The 0.80 threshold is the "four-fifths rule" from the EEOC Uniform Guidelines on Employee Selection Procedures. A group's selection rate should be at least 80% of the most-selected group's rate. A ratio of 0.75 means that group is selected at 75% the rate of the top group, which falls below the threshold.

Scoring rate

  1. Compute the overall median of every record's score (one number across all groups)
  2. Scoring rate for a group = share of that group's records whose score is above the overall median
  3. Impact ratio = this group's scoring rate / highest group's scoring rate
  4. The same threshold and flagging rules apply as for selection rate

Scoring rate is the right metric for ranking tools and continuous-score tools because it asks "does this tool place group X above its overall median as often as it places group Y?" rather than collapsing the score into a yes/no first.

Fairness metrics

Fairness metrics are computed from a confusion matrix per group. Each record has both a model prediction and a ground-truth label, so every record falls into exactly one of four cells:

  • TP (true positive): Predicted positive, actually positive.
  • FP (false positive): Predicted positive, actually negative.
  • TN (true negative): Predicted negative, actually negative.
  • FN (false negative): Predicted negative, actually positive.

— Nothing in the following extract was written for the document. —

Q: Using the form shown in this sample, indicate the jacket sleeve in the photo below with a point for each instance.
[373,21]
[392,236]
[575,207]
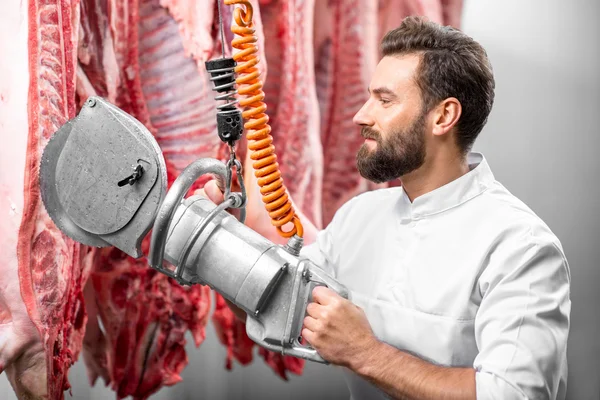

From these counts VerifyWise derives the standard per-group rates:

  1. True positive rate (TPR) = TP / (TP + FN), also called recall or sensitivity
  2. False positive rate (FPR) = FP / (FP + TN)
  3. Precision = TP / (TP + FP)
  4. Accuracy = (TP + TN) / total

Cross-group differences are reported as the max-minus-min gap across groups: equal opportunity difference is the TPR gap, equalized odds difference takes the larger of the TPR and FPR gaps and predictive parity difference is the precision gap.

Kolmogorov-Smirnov for score distributions

The score distribution view uses a two-sample Kolmogorov-Smirnov test to compare each group's scores against the overall distribution. The K-S statistic is the largest gap between the two empirical cumulative distribution functions. A statistic of 0.0 means the distributions are identical; 1.0 means they are completely disjoint. The reported p-value uses the standard Kolmogorov asymptotic formula and tells you how surprising that gap would be under the null hypothesis that both samples come from the same distribution.

Small sample exclusion

Groups that make up less than the small sample exclusion percentage (default 2%) are excluded from the calculation entirely. Small samples produce unreliable ratios and including them can mask real patterns with noise. Excluded groups appear in the results with a grey "N/A" status so it's obvious they were present in the data but set aside.